Many will certainly remember the moonlit hide-and-seek games in the village at Christmas. I recall mine. They went long into the night and almost always ended with us being whipped and forced to sleep by our aggressive uncles. If you care, I will even mention how I once caught my eldest cousin during one of these games. 

I found him vibrating on top of Baibe, our neighbour’s daughter. The two were supposed to be hiding. I had searched far off only to find them under the Olusiola tree near our chicken house. Of course I took some time to watch the moonlight play on Colly’s naked backside; and listen to Baibe’s whimpering before I coughed to stop them. Although under my cousin she appeared to be struggling to free herself, you should have heard how Baibe clicked when I interrupted. That night I slept on the floor. My cousin would not share his bed with one who had interfered with his sugarcane chewing experience.

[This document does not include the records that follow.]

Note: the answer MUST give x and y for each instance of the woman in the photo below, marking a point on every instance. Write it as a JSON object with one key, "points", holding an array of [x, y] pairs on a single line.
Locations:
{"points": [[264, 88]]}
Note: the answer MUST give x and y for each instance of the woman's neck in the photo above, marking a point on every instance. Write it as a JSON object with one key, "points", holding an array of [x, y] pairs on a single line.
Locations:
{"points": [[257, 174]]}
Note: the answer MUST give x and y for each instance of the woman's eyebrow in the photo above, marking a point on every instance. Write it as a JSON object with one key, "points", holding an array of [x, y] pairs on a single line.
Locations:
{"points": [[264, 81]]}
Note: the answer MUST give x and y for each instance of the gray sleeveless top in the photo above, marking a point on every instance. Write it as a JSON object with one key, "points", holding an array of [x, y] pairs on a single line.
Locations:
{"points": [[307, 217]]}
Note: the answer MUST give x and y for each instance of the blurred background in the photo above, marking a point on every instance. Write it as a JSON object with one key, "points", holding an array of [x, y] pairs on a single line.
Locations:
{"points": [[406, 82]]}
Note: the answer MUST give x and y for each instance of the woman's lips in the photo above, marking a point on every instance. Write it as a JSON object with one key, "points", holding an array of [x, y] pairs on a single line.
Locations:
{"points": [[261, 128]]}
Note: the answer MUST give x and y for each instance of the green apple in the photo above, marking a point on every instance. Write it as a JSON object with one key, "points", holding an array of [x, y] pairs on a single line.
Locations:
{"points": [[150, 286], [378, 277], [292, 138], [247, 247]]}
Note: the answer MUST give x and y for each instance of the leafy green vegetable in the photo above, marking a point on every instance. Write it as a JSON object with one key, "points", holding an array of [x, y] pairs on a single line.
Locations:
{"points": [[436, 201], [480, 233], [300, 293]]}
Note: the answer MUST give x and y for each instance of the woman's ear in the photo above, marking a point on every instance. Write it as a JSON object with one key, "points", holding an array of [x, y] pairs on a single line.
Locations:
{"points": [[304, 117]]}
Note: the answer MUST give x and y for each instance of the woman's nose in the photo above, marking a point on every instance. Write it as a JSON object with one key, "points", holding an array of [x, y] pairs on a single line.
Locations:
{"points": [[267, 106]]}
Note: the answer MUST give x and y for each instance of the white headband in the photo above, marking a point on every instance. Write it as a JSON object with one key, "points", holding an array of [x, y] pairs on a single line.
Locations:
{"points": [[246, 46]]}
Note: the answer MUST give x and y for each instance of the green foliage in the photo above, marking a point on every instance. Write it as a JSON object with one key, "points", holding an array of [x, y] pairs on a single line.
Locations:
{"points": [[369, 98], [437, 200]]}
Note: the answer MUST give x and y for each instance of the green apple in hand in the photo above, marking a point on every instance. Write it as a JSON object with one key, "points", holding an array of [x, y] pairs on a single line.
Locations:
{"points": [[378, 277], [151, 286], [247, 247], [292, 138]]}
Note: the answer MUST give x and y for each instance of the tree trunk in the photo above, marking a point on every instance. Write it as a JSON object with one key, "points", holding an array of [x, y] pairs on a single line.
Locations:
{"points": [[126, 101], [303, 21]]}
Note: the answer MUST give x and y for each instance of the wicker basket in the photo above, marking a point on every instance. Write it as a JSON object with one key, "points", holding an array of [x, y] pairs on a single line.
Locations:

For the briefest of moments, the feeling left you as you walked in the poetry of the tantalizing sunset. The rose-colored luminous rays filtering through sugarcane plantations suddenly took it away. And voices of children shouting “sikuukuu” carried on what the sunset left behind. But only for a time. 

These beautiful things made you want to ignore the feeling that you had not done what you ought to. But I guess you realize the feeling won’t just go away. Maybe, like me, you will have time to make up. Even now, as the feeling slowly subsides with the widening space and time between me and home, I must regret that I allowed Beni to force me down memory lane.